İsrail ve AK Parti Hükümeti arasında imzalanan dostluk anlaşmasının yankıları sürüyor. Anlaşmayı AK Parti kanadı desteklerken, diğer kesimler ise eleştiri yağmuruna tuttu. 2010 yılında Mavi Marmara gemisiyle bölgeye giden ve İsrail tarafından yapılan saldırı sonucu gazi olan Mehmet Vural, yapılan anlaşmanın doğru olmadığını dile getirdi. Vural, "Hiç bir zaman İsrail'e hakkımızı helal etmedik. Ne İsrail'e ne İsrail'i sevenlere ne de İsrail'le anlaşanlara hakkımızı helal etmiyoruz." dedi.

Mavi Marmara gemisiyle 2010 yılında Gazze'ye yardım amaçlı giden gazi olan Mehmet Vural, AK Parti'nin İsrail'le yaptığı anlaşmayı değerlendirdi. Konuyla ilgili açıklamalarda bulunan Vural, ""Biz Gazze'den döndükten sonra bizim 3 önemli şartımız vardı. Birincisi 'Gazze ablukası kalkacak', yani ambargodan ziyade abluka kalkacak.
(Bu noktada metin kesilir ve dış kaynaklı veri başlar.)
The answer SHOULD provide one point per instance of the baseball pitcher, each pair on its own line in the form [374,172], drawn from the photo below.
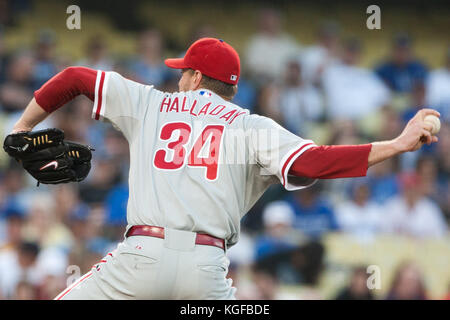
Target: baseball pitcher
[198,163]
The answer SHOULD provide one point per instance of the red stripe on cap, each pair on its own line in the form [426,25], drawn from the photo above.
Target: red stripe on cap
[283,170]
[99,95]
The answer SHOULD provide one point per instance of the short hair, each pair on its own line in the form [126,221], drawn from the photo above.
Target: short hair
[223,89]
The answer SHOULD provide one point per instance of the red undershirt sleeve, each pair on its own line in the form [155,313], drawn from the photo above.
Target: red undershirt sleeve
[65,86]
[331,162]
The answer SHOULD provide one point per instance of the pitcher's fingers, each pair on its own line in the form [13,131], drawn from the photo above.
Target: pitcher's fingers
[427,137]
[428,126]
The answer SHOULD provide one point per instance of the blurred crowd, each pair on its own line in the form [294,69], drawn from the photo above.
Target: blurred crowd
[317,91]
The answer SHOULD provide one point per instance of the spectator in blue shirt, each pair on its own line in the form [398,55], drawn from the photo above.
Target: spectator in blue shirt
[314,216]
[402,71]
[278,217]
[382,181]
[45,66]
[116,206]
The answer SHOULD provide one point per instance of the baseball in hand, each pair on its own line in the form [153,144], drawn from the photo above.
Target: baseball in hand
[435,122]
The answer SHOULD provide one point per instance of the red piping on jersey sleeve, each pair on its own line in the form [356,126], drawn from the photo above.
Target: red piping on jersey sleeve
[65,86]
[331,162]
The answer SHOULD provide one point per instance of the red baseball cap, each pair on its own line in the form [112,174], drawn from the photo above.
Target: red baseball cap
[213,58]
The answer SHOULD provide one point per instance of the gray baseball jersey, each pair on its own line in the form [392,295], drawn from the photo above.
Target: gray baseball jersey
[197,162]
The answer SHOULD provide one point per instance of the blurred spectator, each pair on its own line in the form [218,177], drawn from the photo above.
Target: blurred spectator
[266,285]
[411,213]
[246,95]
[426,169]
[443,166]
[300,103]
[148,67]
[45,66]
[352,92]
[382,181]
[269,49]
[25,291]
[278,218]
[103,176]
[17,266]
[357,288]
[116,210]
[359,215]
[314,216]
[17,90]
[44,226]
[408,283]
[97,54]
[438,94]
[14,220]
[402,70]
[3,57]
[316,58]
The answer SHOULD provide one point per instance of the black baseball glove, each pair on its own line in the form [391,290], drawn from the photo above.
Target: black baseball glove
[47,157]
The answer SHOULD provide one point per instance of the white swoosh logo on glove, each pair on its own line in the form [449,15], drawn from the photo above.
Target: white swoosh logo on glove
[53,163]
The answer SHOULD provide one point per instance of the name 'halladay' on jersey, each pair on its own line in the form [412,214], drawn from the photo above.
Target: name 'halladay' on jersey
[197,162]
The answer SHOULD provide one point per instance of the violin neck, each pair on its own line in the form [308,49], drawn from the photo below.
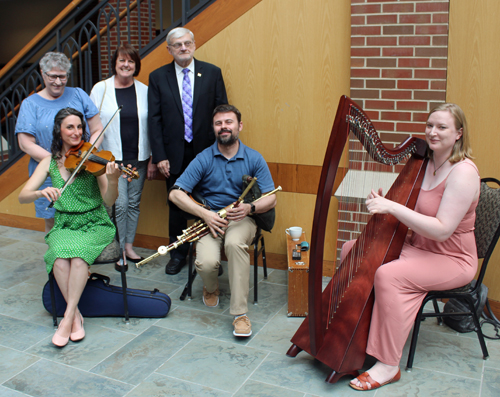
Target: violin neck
[97,159]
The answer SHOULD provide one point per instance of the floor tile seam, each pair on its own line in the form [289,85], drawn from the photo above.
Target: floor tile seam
[122,331]
[24,369]
[482,378]
[193,383]
[272,283]
[120,347]
[240,344]
[267,323]
[447,373]
[88,372]
[272,384]
[172,356]
[282,387]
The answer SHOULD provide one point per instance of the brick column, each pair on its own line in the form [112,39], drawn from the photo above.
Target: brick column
[143,11]
[399,55]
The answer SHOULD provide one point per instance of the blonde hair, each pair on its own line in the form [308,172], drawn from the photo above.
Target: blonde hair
[461,150]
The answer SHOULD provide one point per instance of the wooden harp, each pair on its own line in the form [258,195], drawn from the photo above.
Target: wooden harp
[336,329]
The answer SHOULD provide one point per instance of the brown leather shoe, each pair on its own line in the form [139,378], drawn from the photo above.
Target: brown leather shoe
[242,326]
[211,299]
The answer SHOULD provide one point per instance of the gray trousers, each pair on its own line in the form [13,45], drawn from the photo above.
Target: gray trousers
[127,203]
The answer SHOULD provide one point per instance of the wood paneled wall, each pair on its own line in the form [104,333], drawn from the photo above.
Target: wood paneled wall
[473,78]
[285,64]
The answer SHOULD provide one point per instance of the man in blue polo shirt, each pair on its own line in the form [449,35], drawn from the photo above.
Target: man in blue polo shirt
[217,175]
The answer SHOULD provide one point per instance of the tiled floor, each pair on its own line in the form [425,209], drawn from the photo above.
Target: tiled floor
[192,351]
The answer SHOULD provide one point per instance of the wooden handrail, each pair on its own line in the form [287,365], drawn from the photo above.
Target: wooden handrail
[112,23]
[60,17]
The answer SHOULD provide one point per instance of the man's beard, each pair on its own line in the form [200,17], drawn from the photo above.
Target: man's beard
[227,141]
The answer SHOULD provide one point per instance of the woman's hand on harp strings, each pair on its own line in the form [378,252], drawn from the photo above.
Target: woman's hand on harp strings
[377,204]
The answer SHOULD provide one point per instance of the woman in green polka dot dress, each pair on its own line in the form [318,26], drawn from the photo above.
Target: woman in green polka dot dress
[82,227]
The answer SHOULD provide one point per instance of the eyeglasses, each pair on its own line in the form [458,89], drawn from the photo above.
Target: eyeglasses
[54,77]
[187,44]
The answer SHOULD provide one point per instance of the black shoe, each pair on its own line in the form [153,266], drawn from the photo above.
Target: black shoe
[174,266]
[118,267]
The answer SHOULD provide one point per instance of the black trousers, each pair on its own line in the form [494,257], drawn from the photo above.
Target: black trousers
[178,218]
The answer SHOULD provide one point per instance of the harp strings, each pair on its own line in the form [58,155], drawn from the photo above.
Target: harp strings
[367,157]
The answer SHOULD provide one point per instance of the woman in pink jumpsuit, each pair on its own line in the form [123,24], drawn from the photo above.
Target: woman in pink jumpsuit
[440,252]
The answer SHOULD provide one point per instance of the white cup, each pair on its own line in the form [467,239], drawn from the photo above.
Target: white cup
[294,232]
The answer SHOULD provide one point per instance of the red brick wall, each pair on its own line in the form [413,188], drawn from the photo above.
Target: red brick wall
[399,54]
[134,30]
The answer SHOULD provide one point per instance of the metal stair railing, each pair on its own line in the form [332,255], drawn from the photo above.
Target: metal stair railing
[88,37]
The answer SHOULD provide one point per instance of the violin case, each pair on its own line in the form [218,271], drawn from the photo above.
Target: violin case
[101,299]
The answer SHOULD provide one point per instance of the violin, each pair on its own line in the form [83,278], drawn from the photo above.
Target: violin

Çünkü abluka çok farklı bir şey. Vefat eden, şehit edilen kardeşlerimizin tazminatları ödenecek. Bu tazminatlar emsal teşkil edecek. Bizim İsrail'le olan ilişkilerimiz de zayıflamış olacak. Ülke anlamında. Ama gelinen noktada dün bir mutabakat sağlandı. Bu mutabakatın muhteviyatına baktığımız zaman üzücü şeylerle karşılaşıyoruz. Belki kısa vadede kardaymış gibi görünebilir devletimiz ama uzun vadede İsrail gibi güvenliği itibarı olmayan bir toplumla bir hükümetle anlaşmak uzun vadede bize zarar getirir diye düşünüyorum. Bu mutabakatla beraber çok değişen bir şey yok. Çünkü Netanyahu'yu yakinen izliyoruz. Nethanyahu açıklama yaparken zafer kazanmış komutan edasıyla bir açıklama yaptı" dedi.
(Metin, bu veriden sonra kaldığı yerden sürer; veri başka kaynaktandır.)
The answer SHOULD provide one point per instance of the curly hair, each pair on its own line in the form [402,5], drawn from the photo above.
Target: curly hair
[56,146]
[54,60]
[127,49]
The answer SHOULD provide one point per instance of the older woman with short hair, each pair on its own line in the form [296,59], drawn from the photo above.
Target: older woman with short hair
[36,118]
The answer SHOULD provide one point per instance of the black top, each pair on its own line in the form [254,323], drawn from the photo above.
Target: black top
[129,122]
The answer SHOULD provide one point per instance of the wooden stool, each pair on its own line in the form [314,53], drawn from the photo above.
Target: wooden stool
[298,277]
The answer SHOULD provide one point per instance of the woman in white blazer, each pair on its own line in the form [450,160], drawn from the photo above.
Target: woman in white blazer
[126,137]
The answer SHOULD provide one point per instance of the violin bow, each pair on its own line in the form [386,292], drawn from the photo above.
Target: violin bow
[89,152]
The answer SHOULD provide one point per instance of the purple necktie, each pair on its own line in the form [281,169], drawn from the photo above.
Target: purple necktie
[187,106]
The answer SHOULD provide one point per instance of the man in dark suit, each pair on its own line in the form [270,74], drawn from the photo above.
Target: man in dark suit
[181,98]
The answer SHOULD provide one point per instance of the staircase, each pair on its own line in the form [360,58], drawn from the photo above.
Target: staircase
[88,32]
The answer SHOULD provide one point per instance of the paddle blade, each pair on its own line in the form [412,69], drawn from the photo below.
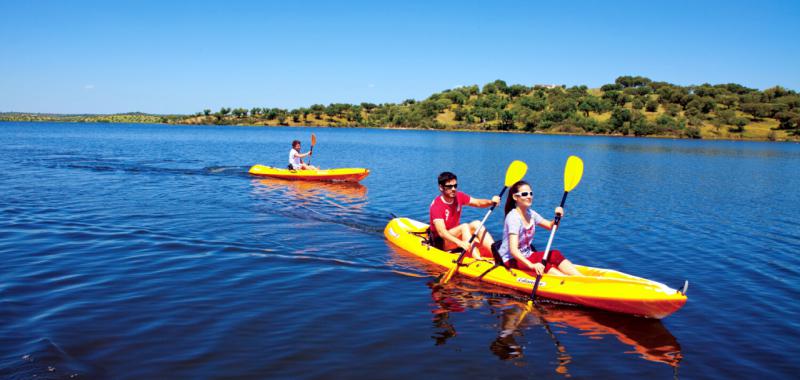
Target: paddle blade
[515,172]
[572,172]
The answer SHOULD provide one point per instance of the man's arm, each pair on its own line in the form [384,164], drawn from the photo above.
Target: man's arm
[483,203]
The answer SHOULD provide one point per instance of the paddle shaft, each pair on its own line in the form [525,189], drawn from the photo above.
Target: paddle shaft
[556,222]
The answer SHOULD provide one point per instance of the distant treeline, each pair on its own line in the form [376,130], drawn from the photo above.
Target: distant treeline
[130,117]
[632,105]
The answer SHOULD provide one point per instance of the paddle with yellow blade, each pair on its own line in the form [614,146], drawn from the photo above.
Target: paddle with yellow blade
[514,173]
[313,142]
[573,172]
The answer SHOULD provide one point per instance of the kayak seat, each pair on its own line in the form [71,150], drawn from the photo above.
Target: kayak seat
[498,260]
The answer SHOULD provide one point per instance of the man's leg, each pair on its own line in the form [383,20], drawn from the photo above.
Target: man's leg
[483,242]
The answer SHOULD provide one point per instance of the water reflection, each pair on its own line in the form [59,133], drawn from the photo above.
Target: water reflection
[648,338]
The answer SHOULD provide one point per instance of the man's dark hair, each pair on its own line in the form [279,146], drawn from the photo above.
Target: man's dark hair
[445,177]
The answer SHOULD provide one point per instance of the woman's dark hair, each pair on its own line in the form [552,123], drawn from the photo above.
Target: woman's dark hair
[446,176]
[510,202]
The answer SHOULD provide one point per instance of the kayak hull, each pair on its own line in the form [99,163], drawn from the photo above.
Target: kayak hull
[598,288]
[343,174]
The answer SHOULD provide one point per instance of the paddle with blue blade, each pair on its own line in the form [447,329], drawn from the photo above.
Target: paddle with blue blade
[573,172]
[516,170]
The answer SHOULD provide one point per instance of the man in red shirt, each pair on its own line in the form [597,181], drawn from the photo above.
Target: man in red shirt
[447,232]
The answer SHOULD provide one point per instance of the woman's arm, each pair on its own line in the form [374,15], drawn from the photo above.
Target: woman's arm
[549,223]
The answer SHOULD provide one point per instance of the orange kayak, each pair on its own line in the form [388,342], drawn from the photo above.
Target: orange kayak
[344,174]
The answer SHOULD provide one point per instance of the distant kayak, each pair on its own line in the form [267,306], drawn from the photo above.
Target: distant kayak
[343,174]
[598,288]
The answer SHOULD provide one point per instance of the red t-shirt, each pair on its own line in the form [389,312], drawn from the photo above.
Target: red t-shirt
[450,213]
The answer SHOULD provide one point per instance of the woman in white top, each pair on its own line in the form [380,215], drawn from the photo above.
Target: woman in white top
[518,230]
[296,158]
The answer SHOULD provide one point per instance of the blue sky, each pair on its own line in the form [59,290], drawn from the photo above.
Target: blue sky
[182,57]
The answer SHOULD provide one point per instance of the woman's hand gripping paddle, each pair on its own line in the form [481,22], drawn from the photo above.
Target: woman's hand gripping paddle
[313,142]
[514,173]
[572,175]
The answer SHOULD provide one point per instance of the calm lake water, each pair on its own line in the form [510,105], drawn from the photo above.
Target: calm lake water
[147,251]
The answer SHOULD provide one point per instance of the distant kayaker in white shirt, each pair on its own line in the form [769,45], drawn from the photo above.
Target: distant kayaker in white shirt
[296,158]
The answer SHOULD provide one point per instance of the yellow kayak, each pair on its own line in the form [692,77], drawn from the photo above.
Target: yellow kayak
[344,174]
[598,288]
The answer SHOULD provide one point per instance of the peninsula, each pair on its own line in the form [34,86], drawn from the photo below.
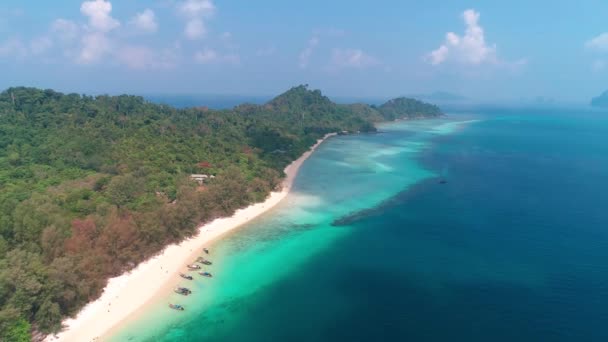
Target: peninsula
[91,187]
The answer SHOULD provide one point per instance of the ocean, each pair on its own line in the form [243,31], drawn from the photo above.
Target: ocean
[488,225]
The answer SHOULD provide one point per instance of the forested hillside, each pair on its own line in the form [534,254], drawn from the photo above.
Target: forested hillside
[91,186]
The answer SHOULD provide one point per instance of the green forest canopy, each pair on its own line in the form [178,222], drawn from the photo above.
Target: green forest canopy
[91,186]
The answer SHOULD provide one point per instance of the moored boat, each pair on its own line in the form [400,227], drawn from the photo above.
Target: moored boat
[203,261]
[176,307]
[185,276]
[182,290]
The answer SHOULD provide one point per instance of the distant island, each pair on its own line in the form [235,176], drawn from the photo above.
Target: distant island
[600,101]
[441,97]
[92,186]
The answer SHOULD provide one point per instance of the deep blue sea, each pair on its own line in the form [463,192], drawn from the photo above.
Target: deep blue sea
[370,246]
'İSRAİL'LE ÖRTÜNEN ÇIPLAK KALIR'
Ablukanın kalkmasını beklediklerini ancak tam aksine ablukanın resmileştiğini dile getiren Vural, "Çünkü 2005 yılında Gazze'nin edinilmiş bir hakkı vardı. Ancak şu an abluka kalkmasından ziyade mutabakatın muhteviyatına baktığımız zaman oradaki şartların biraz daha hafifletilmesi, Türk gemilerinin, Türk yardım kuruluşlarının oraya daha rahat gidebilmesi için bir anlaşma var ama gidilecek İsrail terör hükümetinden izin alınacak. Ablukanın kaldırılması için de bundan sonra hem İHH hem de Mavi Marmara katılımcıları olarak yurtiçinde olsun yurt dışında olsun çalışmalarımız devam edecektir. Bir Filistin atasözü vardır. 'İsrail'le örtünen çıplak kalır' Biz diyoruz ki inşallah bu mutabakat meclisten de geçmez. İsrail'e itibar etmiyoruz. İleride ne yapacağı belli değil. Belki şu anda her şeyi söylemiyor olabiliriz ama İsrail meselesi Gazze ve Filistin meselesi değil. Sadece Kudüs meselesi değil. İsrail'in Ortadoğu'da başka oyunlar da vardır. "İsrail Ortadoğu'da olduğu sürece biz rahat edemeyiz. Biz İsrail'le yakın durduğumuz sürece biz rahat edemeyiz. İsrail Kudüs'ün sahibi olduğu sürece de dünya rahat edemez" ifadelerini kullandı.
HAKKIMIZI HELAL ETMİYORUZ
İsrail'in asla kendi zararına bir anlaşmaya imza atmayacağına inandığını kaydeden Vural, "Dün gazetelerde takip ettim. 8 maddelik bir beyanatları var İsrail hükümetinin. 8. maddede diyor ki, İsrail gazlarının Türkiye üzerinden Avrupa'ya satılmasının kolaylaştırılması. Bana göre en önemli nedenlerden biri budur. Hiç bir zaman İsrail'e hakkımızı helal etmedik. Ne İsrail'e ne İsrail'i sevenlere ne de İsrail'le anlaşanlara hakkımızı helal etmiyoruz." şeklinde konuştu.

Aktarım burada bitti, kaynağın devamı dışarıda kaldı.